A Emmanuel D.
J’ignore si le lecteur sent d’une façon similaire à la mienne quand il referme un livre de Kafka. Quelle politesse, quelle prévenance extraordinaires ! Les personnages autour du héros se précipitent pour le secourir. On trouve difficilement plus de tact dans les romans qui présentent, pour les mettre en valeur, de belles manières, une exquise politesse. Leurs écrivains veulent la vanter. Chez Kafka, elle inquiète.
Un homme vient vous trouver avec un problème grave. Il s’agite, il est nerveux. Il vous l’expose. Sa nervosité devient la vôtre. Deux options s’offrent à vous. Vous prenez son problème à bras le corps, épousez son inquiétude, faites, par empathie, de son cas une situation qui pourrait vous arriver. Un tel rapprochement soulage, et fait du bien ; mais vous sous-entendez avec lui que son problème est grave, lui emboîtez le pas dans son drame, et votre angoisse, censée soulager la sienne, l’avertit cependant que, quoiqu’il n’est plus seul pour la porter, elle est bien réelle.
Deuxième cas. Vous prenez le contre-pied de son état nerveux. Vous entendez ce qu’il vous dit, puis raisonnez avec lui, patiemment, sereinement. Votre ton est calme. Il est détaché de son angoisse, que votre interlocuteur ne peut déverser en vous ; mais il verra un soutien dans votre personne, d’autant plus sûr qu’il est neutre, patient, extérieur. Vous lui donnerez d’abord l’impression d’être conforté dans sa solitude, mais, au fur et à mesure que la conversation avancera, votre persévérance à trouver avec lui une issue remplacera l’émotion, votre soutien comptera davantage, et votre empathie, parce que plus cérébrale, ne sera pas à ses yeux moins importante que l’autre.

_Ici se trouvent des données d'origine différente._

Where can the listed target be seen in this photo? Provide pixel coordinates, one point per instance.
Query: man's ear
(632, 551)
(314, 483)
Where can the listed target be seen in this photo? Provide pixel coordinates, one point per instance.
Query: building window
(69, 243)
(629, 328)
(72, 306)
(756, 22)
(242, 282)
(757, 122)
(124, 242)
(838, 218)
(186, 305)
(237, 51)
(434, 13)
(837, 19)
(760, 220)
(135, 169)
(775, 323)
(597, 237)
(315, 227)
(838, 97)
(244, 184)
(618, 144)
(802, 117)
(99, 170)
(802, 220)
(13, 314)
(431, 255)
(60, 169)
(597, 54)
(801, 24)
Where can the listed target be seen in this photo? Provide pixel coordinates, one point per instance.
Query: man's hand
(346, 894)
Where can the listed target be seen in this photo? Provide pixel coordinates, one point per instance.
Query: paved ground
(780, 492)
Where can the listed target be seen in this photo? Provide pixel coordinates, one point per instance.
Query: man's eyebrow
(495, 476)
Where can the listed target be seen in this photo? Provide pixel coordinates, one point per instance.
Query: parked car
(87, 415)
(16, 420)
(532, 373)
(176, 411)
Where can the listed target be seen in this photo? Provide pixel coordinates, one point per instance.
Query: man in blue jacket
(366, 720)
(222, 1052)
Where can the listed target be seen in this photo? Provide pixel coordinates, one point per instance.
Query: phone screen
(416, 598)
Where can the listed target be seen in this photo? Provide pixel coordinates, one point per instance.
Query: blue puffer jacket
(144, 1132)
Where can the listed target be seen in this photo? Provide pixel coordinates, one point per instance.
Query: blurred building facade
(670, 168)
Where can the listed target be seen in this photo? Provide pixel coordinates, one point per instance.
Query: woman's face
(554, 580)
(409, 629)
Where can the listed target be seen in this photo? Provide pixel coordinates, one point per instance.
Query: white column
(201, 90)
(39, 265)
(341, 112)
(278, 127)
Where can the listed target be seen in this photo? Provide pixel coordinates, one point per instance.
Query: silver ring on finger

Ces deux solutions fonctionnent. C’est intelligence humaine que de percevoir, quand un autre vous demande son aide, quel ton adopter pour lui répondre. Un bon ton indique une âme qui sait entendre, et cette générosité qu’on donne à l’autre est le premier signe d’une belle intelligence. La seconde de ces deux solutions a peut-être quelque chose de supérieur, parce qu’elle fait l’effort de proposer à celui qui demande de l’aide ce dont il a le plus besoin quand il vient vous trouver : du calme, de la raison, du détachement. Mais qu’arrive-t-il si ce détachement est causé, non pas par un tact, par une retenue généreuse, mais, au contraire, par une indifférence totale à ce que l’autre éprouve ? C’est ici que ces personnages de Kafka interviennent.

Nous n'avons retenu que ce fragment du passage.